Durante o evento "PERÚ ENERGÍA", organizado pelo Grupo Prensa, o gerente de desenvolvimento de negócios da Aggreko, Amador Sánchez, afirmou que a solução deve reduzir o consumo de combustível em 3,4 milhões de litros por ano e evitar a emissão de 9.800 toneladas de CO₂.
Com mais de 60 anos de experiência em soluções energéticas personalizadas, a Aggreko assume os custos de construção de infraestrutura de geração modular e escalável. Os clientes pagam uma taxa mensal e recebem eletricidade disponível 24 horas por dia, com redução de custos de até 20%, em contratos que geralmente duram de 5 a 10 anos ou mais.
Anteriormente, a Aggreko já havia implementado projetos semelhantes na Amazônia brasileira. Uma usina híbrida combinando energia térmica, solar e armazenamento já está em operação, fornecendo eletricidade a cerca de 3 mil habitantes de Caiambé, evitando a emissão de 405 toneladas de CO₂ por ano.

"Somos o fornecedor exclusivo de energia, com 141 MW de capacidade instalada em 26 locais diferentes ao longo de três rios da floresta amazônica, todos monitorados por nosso centro de operações remoto", explicou Amador Sánchez.
As usinas híbridas também trazem benefícios para indústrias de alto consumo energético. Em uma operação de mineração na Austrália, a Aggreko instalou infraestrutura de geração composta por 27 MW de gás, 8 MW de solar e 2 MW de armazenamento em baterias, reduzindo custos operacionais e estendendo o contrato para mais de 10 anos.
Os sistemas de armazenamento de energia em baterias (BESS) tornaram-se um componente essencial da geração híbrida.
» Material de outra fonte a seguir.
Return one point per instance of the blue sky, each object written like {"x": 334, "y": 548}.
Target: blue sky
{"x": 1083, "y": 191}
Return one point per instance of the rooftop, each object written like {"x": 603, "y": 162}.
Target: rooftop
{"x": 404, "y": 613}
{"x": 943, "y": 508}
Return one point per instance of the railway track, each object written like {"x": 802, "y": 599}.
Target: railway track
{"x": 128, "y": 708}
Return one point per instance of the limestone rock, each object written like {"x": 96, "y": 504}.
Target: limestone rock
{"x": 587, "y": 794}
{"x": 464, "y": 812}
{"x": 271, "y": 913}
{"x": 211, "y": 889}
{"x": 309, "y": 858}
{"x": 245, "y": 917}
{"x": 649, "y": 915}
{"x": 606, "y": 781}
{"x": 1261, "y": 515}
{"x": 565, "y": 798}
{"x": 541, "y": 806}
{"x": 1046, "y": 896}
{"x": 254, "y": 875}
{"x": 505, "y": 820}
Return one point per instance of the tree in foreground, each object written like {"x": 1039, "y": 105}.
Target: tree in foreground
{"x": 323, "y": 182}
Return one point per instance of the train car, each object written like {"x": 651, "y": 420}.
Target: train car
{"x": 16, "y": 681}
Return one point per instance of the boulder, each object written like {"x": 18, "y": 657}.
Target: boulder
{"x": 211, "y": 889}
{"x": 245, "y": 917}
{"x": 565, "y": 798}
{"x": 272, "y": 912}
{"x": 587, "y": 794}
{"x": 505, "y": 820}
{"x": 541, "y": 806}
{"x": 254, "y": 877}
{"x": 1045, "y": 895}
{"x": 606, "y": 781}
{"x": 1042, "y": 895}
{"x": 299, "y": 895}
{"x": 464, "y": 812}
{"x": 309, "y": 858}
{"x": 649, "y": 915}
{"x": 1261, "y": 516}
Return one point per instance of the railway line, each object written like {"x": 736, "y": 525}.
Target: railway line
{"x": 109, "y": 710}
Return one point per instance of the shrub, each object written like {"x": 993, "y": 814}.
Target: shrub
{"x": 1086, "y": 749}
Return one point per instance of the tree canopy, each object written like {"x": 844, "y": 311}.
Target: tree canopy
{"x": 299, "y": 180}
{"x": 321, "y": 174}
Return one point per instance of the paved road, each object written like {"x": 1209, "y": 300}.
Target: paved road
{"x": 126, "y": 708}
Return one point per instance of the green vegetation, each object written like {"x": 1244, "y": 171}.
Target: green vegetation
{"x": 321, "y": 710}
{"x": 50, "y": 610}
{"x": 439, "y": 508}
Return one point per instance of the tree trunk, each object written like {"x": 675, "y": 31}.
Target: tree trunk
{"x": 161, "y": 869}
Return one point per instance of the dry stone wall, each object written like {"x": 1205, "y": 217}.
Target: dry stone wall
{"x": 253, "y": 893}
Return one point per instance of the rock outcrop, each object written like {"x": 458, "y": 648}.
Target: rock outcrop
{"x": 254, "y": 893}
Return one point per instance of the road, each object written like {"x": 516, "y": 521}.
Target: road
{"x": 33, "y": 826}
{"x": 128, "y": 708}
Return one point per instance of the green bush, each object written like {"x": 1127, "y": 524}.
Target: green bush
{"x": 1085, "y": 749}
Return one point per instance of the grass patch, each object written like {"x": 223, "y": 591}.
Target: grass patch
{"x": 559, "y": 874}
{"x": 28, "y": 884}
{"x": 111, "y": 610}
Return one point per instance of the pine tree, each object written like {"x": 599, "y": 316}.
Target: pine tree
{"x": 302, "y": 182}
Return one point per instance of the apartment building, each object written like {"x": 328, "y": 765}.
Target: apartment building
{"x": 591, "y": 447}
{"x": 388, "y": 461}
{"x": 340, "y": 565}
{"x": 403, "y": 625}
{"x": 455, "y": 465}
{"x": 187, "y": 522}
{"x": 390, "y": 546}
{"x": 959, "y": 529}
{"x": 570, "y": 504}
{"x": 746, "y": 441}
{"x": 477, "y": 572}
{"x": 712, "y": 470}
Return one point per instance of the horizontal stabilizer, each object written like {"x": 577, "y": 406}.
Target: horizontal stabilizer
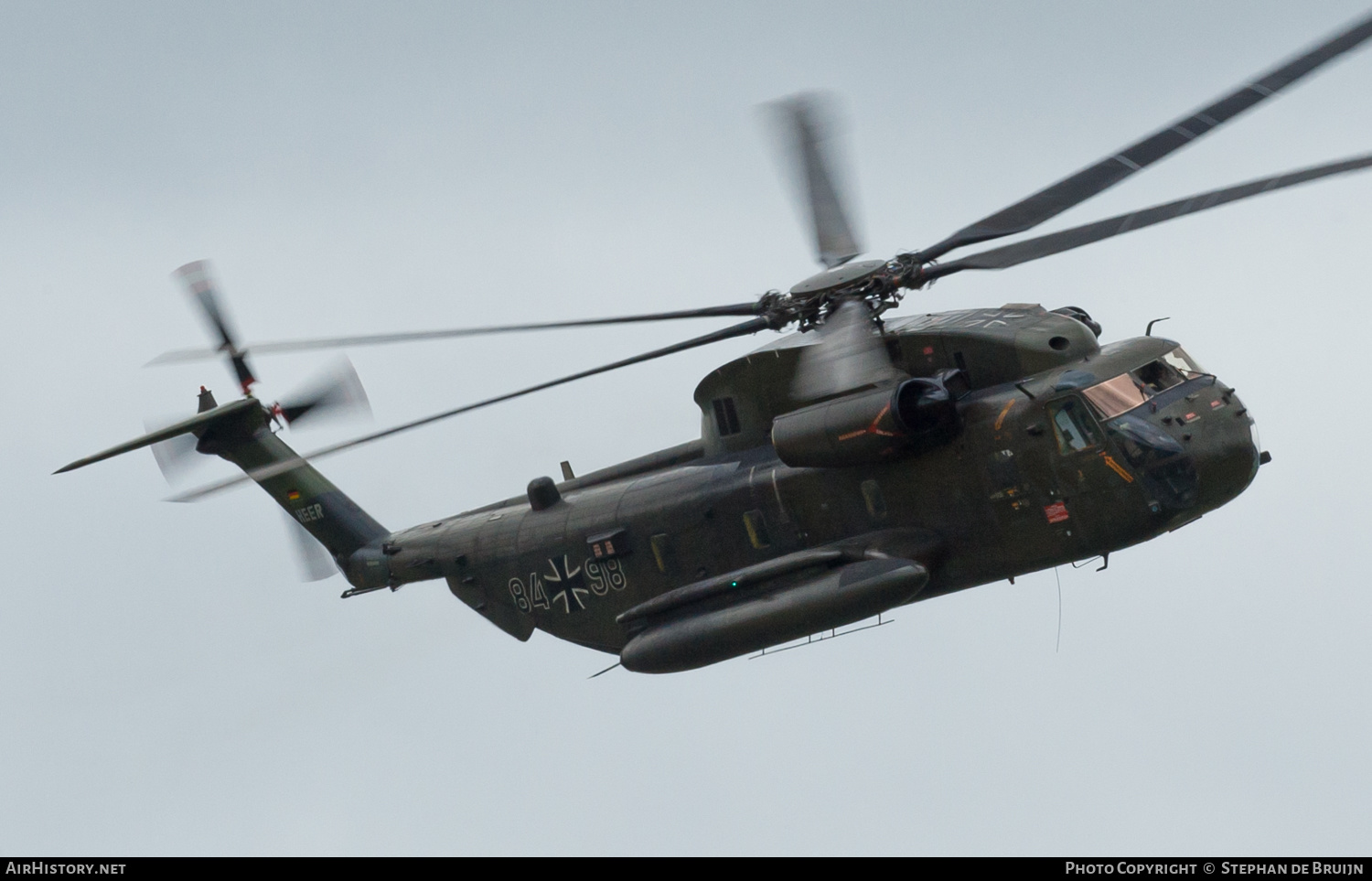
{"x": 186, "y": 425}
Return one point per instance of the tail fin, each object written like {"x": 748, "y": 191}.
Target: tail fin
{"x": 241, "y": 434}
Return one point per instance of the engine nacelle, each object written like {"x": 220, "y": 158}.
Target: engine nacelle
{"x": 874, "y": 425}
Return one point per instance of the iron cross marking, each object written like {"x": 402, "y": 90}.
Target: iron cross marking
{"x": 570, "y": 585}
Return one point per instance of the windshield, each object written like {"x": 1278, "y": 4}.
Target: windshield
{"x": 1121, "y": 394}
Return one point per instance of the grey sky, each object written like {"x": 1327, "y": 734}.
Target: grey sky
{"x": 169, "y": 686}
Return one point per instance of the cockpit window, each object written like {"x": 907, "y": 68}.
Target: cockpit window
{"x": 1116, "y": 395}
{"x": 1130, "y": 390}
{"x": 1075, "y": 428}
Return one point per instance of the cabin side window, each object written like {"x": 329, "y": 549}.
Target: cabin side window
{"x": 726, "y": 417}
{"x": 1075, "y": 428}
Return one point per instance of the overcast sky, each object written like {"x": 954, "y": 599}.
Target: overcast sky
{"x": 169, "y": 686}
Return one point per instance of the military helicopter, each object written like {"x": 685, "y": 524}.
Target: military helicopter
{"x": 859, "y": 464}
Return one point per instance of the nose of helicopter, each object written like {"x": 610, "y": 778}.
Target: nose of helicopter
{"x": 1226, "y": 446}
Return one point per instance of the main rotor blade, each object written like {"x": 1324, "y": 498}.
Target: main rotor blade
{"x": 1110, "y": 170}
{"x": 807, "y": 126}
{"x": 376, "y": 339}
{"x": 261, "y": 474}
{"x": 1077, "y": 236}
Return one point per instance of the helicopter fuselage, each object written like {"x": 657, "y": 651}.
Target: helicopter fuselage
{"x": 1099, "y": 449}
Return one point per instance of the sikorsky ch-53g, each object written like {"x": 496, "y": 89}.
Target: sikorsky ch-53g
{"x": 859, "y": 464}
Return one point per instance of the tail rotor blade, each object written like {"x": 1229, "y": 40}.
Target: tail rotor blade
{"x": 198, "y": 282}
{"x": 313, "y": 562}
{"x": 412, "y": 337}
{"x": 261, "y": 474}
{"x": 176, "y": 456}
{"x": 337, "y": 392}
{"x": 807, "y": 129}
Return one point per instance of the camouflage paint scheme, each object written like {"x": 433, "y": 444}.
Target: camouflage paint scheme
{"x": 1002, "y": 499}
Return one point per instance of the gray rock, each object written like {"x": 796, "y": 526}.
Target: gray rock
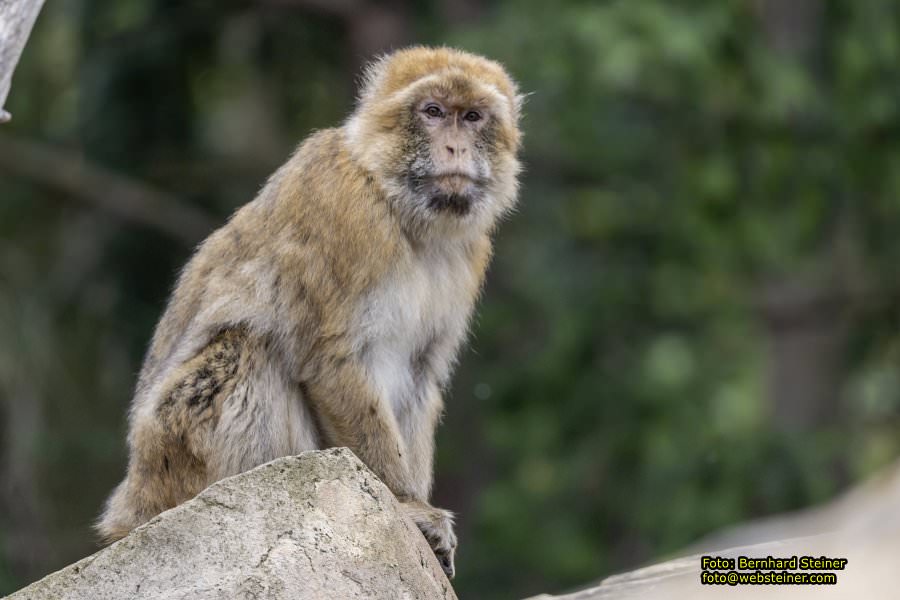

Sua aplicação reduz o número de geradores térmicos necessários na operação, ao mesmo tempo que aumenta a taxa de carga dos equipamentos em funcionamento, melhorando a eficiência geral.
Amador Sánchez exemplificou: uma demanda de 4 MW que inicialmente exigia cinco geradores operando a 82% de carga agora pode ser atendida com quatro geradores mais um conjunto de baterias, elevando a taxa de carga de cada equipamento para 92%.
"Isso significa maior eficiência no uso do combustível, com economia estimada de 135 mil litros de diesel por ano, além de reduzir os custos de manutenção do quinto gerador, que fica em espera fria, pronto para atender a variações na demanda", explicou ele.
A Aggreko possui quase 1,2 GW de reserva de energia despachável na América Latina, pronta para atender à demanda. A empresa já ajudou a otimizar o fornecimento de energia, a transição para combustíveis de baixo carbono e a diversificação da matriz energética nos setores de petróleo e gás, mineração, serviços públicos e data centers.